As some of my readers might
remember, back in 2017, at my previous call, parishioners of the 7th
Day Adventist congregation that shared the building with us and worship there
on Saturdays were arrested and deported. That led me to speak out
about how we were deporting immigrants, especially those deemed “Non-criminal
immigrants” and people who the State Department had made asylees by irregular
means. Well, I’m particularly worried about those type of folk again.
I hear all the rhetoric about mass
deportation, and the corollaries about how it will be done in a way that
focuses on criminals, and it feels like déjà vu. We’ve heard all this
before.
In 2016 we were told that “Bad
Hombres” would be targeted for deportation. Instead, what actually happened was
all of the nuance about who was in our country was washed away. As ICE’s
community relations officer explained to me 7 years ago, the Executive Order put
in place at the time removed all the footnotes that guided ICE officers about
why immigrants were in the USA and the best way to engage with them. Literally
some guy pressed the "remove all footnotes" button on a spreadsheet and it
scrambled how and who ICE officers apprehended.
That meant an Iraqi translator who
risked his life working with US soldiers and a member of the cartel became
indistinguishable to ICE agents. That meant a bunch of ethnically Chinese Indonesian
Christians who the State Department brought into the country through an
atypical path for their safety, who checked in with ICE regularly, who were
productive tax paying members of society, who had American spouses and
children, had their house raided and were deported as if they were criminals.
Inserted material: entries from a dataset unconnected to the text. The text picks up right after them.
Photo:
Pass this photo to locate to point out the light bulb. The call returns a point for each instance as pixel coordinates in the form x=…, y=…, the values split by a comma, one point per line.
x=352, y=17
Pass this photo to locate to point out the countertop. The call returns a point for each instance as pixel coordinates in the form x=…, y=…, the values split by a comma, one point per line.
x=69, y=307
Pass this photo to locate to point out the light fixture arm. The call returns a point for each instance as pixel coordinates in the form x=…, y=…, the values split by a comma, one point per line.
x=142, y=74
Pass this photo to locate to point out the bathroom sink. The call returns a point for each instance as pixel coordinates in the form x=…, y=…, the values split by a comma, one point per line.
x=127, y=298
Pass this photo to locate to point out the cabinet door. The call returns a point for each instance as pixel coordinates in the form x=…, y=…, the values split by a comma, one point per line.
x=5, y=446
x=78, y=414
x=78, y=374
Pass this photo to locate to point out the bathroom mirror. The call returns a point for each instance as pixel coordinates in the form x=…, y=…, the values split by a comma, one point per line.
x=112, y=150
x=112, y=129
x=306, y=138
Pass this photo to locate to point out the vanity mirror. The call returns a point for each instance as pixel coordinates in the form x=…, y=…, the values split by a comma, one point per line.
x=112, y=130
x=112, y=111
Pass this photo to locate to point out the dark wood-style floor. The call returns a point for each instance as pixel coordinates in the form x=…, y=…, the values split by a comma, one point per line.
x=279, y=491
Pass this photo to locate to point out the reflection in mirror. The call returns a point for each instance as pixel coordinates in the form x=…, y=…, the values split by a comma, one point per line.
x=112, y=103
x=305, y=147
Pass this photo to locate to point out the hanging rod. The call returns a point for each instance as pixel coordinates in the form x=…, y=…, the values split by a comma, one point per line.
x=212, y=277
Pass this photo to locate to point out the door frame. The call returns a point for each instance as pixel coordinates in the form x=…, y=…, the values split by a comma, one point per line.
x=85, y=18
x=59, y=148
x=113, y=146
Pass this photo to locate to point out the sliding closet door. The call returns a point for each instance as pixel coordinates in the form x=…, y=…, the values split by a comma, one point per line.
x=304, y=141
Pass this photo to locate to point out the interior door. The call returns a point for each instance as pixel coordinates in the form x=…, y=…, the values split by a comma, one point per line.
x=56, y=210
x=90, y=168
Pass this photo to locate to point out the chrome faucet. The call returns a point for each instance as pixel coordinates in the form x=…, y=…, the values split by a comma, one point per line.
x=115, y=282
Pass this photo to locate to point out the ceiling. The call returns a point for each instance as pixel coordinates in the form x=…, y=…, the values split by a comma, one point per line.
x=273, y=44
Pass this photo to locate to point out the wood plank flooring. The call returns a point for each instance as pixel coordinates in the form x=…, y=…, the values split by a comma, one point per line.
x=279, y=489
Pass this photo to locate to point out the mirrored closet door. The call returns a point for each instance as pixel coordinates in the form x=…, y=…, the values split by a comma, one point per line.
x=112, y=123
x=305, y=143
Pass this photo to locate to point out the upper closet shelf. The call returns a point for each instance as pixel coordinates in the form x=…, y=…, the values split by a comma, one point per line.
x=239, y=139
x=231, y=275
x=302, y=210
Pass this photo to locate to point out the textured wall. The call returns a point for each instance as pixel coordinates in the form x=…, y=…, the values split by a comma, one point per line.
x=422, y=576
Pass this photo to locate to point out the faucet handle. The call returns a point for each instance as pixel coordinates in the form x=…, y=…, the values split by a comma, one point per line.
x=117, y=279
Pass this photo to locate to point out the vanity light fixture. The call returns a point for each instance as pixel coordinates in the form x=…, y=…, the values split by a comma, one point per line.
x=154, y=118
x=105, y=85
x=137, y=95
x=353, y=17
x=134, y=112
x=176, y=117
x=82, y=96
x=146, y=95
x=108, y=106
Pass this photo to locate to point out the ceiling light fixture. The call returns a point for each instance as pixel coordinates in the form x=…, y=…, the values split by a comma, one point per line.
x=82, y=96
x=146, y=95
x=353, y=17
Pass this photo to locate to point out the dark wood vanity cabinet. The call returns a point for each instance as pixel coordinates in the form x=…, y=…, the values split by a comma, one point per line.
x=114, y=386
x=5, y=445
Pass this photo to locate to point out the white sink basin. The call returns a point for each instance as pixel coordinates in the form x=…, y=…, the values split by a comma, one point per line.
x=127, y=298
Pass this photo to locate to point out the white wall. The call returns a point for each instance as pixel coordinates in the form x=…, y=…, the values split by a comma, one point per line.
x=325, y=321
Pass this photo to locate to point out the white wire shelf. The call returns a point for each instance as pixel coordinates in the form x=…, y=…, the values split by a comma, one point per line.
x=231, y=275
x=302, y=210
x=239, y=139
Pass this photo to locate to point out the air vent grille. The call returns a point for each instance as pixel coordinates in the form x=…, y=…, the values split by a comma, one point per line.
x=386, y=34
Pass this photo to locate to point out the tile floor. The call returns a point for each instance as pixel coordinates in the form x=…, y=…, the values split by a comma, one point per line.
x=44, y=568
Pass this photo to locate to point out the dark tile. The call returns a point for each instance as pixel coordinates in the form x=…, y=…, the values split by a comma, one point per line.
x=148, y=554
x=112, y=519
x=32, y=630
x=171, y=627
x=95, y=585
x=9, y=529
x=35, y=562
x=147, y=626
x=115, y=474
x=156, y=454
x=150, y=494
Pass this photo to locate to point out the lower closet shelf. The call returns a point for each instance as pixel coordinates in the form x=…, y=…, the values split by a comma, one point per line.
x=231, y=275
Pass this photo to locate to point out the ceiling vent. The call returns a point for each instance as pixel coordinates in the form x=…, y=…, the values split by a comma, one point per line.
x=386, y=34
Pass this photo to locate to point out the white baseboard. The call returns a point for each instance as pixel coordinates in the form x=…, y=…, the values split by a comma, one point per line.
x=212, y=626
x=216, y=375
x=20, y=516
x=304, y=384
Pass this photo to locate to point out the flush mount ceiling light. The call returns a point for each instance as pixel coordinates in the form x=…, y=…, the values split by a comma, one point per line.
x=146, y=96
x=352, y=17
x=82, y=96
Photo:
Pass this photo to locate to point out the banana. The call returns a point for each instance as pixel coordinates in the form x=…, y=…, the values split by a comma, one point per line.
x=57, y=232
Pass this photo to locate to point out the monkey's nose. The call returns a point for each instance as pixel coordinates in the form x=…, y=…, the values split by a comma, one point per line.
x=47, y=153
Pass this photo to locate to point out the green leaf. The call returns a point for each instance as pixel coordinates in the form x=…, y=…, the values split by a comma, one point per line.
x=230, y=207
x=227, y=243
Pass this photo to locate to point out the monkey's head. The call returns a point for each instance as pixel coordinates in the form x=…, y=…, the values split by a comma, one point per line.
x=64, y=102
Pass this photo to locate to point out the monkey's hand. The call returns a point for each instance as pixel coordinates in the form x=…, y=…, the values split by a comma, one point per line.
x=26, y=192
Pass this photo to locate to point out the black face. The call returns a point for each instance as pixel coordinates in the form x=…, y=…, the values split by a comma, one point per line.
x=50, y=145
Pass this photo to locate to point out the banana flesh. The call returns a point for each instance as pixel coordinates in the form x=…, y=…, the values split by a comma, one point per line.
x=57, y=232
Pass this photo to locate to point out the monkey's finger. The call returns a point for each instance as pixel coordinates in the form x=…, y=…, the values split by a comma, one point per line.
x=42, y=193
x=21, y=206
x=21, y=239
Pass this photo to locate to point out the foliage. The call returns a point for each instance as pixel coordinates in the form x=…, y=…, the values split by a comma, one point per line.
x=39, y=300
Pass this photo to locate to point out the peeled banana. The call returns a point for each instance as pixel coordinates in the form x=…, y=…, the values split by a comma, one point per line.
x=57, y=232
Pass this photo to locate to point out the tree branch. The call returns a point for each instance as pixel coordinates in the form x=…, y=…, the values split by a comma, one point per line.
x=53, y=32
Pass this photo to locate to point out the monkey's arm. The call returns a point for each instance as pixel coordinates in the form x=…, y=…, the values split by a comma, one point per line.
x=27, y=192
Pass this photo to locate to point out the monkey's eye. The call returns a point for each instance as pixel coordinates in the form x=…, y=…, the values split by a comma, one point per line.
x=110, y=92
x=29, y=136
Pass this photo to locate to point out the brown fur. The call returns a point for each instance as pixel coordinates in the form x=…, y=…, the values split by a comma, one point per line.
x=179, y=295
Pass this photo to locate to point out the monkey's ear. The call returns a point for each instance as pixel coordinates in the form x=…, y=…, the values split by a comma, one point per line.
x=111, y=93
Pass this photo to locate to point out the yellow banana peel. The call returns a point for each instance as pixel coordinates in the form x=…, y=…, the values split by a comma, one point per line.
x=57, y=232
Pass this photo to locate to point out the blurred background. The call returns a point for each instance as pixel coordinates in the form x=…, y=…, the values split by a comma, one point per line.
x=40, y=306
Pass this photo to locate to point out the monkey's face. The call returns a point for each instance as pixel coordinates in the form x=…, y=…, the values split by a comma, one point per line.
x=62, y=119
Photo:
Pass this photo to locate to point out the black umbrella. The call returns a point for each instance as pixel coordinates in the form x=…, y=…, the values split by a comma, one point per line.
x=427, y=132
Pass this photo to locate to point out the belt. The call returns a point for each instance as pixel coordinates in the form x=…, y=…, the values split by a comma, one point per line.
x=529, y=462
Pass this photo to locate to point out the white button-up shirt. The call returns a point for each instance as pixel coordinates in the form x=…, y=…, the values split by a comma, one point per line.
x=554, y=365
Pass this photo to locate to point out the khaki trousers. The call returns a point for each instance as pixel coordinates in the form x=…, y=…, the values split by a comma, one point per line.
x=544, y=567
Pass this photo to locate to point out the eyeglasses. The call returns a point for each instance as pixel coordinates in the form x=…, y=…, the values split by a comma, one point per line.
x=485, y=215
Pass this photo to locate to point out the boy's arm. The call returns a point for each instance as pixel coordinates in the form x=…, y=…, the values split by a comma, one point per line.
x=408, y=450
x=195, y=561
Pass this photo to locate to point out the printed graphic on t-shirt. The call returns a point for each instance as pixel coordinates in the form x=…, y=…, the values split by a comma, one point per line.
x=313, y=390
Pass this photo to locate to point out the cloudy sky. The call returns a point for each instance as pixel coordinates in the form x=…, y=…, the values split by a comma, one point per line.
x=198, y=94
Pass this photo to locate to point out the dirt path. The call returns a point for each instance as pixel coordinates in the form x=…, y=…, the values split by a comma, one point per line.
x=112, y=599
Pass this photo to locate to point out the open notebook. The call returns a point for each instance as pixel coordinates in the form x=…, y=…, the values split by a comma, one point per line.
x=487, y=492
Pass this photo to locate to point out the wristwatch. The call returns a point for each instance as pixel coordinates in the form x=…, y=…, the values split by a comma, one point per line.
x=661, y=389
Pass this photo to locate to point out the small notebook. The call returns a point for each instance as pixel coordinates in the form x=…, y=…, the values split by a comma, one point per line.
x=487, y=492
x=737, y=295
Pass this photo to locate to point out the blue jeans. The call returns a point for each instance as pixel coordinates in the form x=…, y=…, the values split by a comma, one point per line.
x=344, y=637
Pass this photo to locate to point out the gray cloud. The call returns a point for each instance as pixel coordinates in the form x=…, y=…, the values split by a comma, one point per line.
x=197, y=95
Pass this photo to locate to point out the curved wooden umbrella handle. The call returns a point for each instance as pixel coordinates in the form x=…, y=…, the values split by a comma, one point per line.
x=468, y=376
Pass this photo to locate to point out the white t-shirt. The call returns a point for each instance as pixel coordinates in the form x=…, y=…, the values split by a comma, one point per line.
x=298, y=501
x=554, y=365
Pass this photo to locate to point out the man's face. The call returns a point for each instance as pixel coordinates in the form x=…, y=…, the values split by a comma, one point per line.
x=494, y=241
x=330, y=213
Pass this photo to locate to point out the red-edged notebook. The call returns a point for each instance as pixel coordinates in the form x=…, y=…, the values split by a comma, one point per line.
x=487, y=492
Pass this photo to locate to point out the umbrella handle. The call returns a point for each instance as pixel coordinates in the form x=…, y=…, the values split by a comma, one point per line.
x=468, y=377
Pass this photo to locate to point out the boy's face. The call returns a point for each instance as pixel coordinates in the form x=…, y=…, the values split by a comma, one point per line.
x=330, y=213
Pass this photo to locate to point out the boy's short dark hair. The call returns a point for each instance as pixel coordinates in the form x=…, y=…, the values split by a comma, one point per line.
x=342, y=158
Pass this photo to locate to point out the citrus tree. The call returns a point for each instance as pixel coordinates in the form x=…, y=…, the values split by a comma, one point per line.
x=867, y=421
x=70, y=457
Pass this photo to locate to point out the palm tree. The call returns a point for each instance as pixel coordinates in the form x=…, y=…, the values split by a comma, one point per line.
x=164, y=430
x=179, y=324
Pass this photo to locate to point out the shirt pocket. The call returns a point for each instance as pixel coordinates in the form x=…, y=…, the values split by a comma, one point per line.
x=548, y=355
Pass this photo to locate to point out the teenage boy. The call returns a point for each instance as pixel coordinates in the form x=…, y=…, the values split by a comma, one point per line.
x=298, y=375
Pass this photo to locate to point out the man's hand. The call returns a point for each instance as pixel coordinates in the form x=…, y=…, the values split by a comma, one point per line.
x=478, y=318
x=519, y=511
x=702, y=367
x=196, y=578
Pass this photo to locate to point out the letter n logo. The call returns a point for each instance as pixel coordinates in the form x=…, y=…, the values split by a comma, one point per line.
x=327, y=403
If we’re going to deputize the military to do the largest deportation of immigrants in our nation’s history, we have to be clear eyed about what that means. We must acknowledge that we are going to hurt a bunch of good and innocent people in the process. Even if a radical deportation regime is the best option for our country (and I’m not convinced it is) we have to confess that it is going to harm a whole lot of people. We can’t be gleeful and jumping up and down with excited about such a policy; such a choice ought to be mourned.